The record of British colonialism in postwar Hong Kong is quite different. The British colonial authorities stood by and watched while entrepreneurs made Hong Kong prosperous. The West German economy also developed rapidly while under the control of foreign occupiers. After West Germany became democratic, its citizens voted for politicians who expanded government regulation and social programs, and its economic performance deteriorated. If Obama wanted to cite an example of postcolonial self-determined success, he should have mentioned the United States. However, even in this case we are talking about a constitutional republic that did not extend the franchise to most adults until 1920.

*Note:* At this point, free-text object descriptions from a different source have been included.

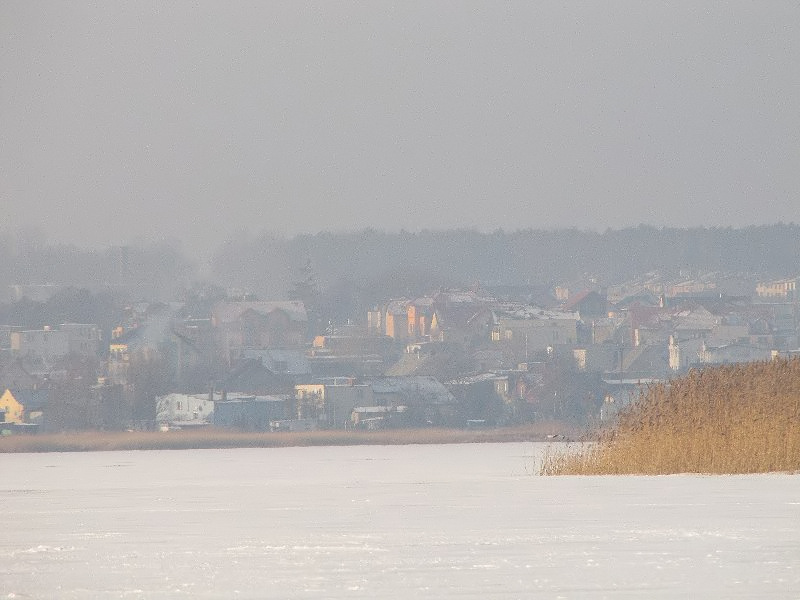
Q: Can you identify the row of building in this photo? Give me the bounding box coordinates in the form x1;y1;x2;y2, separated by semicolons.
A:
155;375;494;432
2;272;798;433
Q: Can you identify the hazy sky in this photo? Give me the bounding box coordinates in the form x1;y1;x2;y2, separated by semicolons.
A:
2;2;799;253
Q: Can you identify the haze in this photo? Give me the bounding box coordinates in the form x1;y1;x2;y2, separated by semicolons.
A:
2;2;799;254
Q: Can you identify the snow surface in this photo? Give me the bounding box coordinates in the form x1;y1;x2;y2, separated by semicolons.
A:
1;443;798;598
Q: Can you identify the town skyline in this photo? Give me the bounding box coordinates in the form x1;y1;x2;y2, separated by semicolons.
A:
3;222;799;434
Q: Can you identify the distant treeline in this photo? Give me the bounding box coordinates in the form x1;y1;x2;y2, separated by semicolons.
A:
2;224;799;305
0;233;192;301
211;224;800;300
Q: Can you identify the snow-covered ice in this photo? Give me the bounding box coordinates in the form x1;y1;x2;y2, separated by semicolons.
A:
1;443;798;598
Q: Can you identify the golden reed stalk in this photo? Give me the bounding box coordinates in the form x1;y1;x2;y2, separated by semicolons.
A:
542;358;800;475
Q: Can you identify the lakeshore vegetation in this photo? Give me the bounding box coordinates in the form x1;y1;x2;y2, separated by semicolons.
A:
0;423;575;453
542;358;800;475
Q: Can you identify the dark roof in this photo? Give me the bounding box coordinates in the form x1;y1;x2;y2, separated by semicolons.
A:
561;289;593;312
218;359;293;394
4;388;49;410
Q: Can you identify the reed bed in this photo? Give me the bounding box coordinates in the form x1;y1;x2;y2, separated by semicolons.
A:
0;423;572;453
542;358;800;475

This is not the first time that Obama has asserted that progress derives from good government. In a 2006 speech Obama claimed that Kenya's failure is its inability "to create a government that is transparent and accountable. One that serves its people and is free from corruption." Of course, one can easily find bad examples of colonial and autocratic government. But the point here is that the historical record of both democratic and nondemocratic government is mixed. Historically speaking, most countries have lacked freedom and prosperity, and movements toward self-rule and democracies have not always been economically successful.
The real common thread to progress is free enterprise. Progress and prosperity have followed movement toward freer markets and trade, less governmental regulation, lower public spending and taxes, and more secure property rights. When there has been greater reliance on regulation through market competition and when each person has been permitted self-determination in terms of spending privately earned income, progress and prosperity have followed.

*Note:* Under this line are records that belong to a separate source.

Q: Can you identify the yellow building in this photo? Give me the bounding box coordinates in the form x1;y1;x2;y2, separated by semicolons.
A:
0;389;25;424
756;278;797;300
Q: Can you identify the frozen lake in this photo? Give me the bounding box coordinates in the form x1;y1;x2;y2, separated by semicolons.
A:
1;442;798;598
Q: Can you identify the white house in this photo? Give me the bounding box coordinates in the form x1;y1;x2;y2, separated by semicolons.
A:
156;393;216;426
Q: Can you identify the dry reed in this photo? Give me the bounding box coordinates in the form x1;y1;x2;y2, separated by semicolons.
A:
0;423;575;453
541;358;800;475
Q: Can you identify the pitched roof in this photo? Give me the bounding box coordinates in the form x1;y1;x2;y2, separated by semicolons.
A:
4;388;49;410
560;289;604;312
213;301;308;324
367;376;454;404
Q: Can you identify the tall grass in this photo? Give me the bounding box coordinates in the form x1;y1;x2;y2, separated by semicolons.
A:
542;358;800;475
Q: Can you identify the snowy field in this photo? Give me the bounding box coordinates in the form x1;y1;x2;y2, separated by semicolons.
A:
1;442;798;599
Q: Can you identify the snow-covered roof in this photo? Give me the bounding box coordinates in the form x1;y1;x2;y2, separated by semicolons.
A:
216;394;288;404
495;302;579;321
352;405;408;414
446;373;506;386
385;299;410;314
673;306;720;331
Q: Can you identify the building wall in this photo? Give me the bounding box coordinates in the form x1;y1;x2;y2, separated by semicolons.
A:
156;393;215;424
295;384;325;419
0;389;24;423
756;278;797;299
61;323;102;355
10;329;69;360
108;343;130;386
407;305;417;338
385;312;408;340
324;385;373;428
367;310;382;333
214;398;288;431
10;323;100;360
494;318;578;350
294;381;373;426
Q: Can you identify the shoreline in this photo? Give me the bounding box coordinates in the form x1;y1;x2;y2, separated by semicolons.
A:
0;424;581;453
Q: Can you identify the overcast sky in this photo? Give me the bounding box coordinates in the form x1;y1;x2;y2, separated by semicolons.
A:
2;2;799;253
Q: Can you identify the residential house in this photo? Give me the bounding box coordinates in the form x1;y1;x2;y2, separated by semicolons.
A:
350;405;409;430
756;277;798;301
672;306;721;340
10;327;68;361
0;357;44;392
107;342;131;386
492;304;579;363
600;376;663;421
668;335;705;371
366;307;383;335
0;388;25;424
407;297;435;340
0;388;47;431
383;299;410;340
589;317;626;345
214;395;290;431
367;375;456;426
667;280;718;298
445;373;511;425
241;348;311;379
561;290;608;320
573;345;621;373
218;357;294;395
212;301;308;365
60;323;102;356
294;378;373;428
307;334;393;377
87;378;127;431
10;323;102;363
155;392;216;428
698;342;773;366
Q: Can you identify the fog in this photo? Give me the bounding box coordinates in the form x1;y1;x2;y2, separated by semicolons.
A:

This is not simply the matter of a few anecdotes. Economic-freedom indexes reveal the correlation between free enterprise and economic progress. Furthermore, economic theory explains why we should expect freedom to deliver progress. As Joseph Schumpeter put it, capitalism allows for entrepreneurial creative destruction, for new innovative products and practices that destroy older and inferior alternatives. More generally, capitalism is a system where humans are able to perceive and act upon opportunities to better their condition.

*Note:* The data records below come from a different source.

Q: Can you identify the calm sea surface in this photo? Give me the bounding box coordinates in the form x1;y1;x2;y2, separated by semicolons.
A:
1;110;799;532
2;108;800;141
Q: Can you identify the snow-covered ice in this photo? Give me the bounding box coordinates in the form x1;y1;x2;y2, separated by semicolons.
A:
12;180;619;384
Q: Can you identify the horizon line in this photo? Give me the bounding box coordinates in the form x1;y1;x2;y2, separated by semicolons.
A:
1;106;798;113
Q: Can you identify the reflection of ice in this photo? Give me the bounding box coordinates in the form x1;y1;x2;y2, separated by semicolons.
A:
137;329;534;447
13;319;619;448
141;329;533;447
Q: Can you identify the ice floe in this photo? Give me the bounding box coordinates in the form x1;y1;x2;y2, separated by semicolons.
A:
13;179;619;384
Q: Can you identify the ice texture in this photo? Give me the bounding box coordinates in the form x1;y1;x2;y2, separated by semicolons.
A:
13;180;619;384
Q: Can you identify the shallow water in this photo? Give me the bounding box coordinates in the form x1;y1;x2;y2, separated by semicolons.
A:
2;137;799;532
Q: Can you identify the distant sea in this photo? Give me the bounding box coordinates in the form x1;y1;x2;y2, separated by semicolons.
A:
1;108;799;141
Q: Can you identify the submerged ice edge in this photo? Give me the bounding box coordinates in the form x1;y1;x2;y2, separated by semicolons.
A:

Obama might have a point in equating progress with good government if he defined good government as limited government, rather than as accountable and democratic government. However, it is all too obvious that Obama does not favor limited government and free markets. Obama also seems to suffer from the misconception that democratic competition is efficient.
"We will support a free and open Internet," he states, "so individuals have the information to make up their own minds." The fact of the matter is that voters have little incentive to be informed about politics. One vote never changes the outcome of a national election. Even if one person could vote to make public policy more efficient, the benefits of this change would be divided among all citizens. The Internet will not change the basic voter incentives in democracy.
Obama is equally naive about special interests. He has also insisted that campaign finance reform is necessary to make American democracy work for "the people." Common sense dictates that there are higher costs to organizing larger groups. Narrow and geographically concentrated special interests have a huge cost advantage in organizing to lobby any government. Restrictions on campaign spending do limit the ability to fund speech, and special interests will always find loopholes in campaign-finance-reform laws.
The fact of the matter is that politicians are not systematically smarter than special-interest-group members; they will not systematically outmaneuver those who want to organize to influence the use of governmental power. Furthermore, politicians want special-interest money. Obama is not only unaware of the issue of the relative costs of organizing special and general interests, he also expects wolves to guard the henhouse.
Some democratic nations have been prosperous and relatively free. However, democracy is obviously not a panacea. The results of governmental regulation of the financial sector and the housing market over the past decade are simply the latest examples of government failure.
History proves that the free-enterprise system has worked in the past. Theory indicates that this system will continue to work in the future — provided that we reject Obama's false conception of how to achieve progress.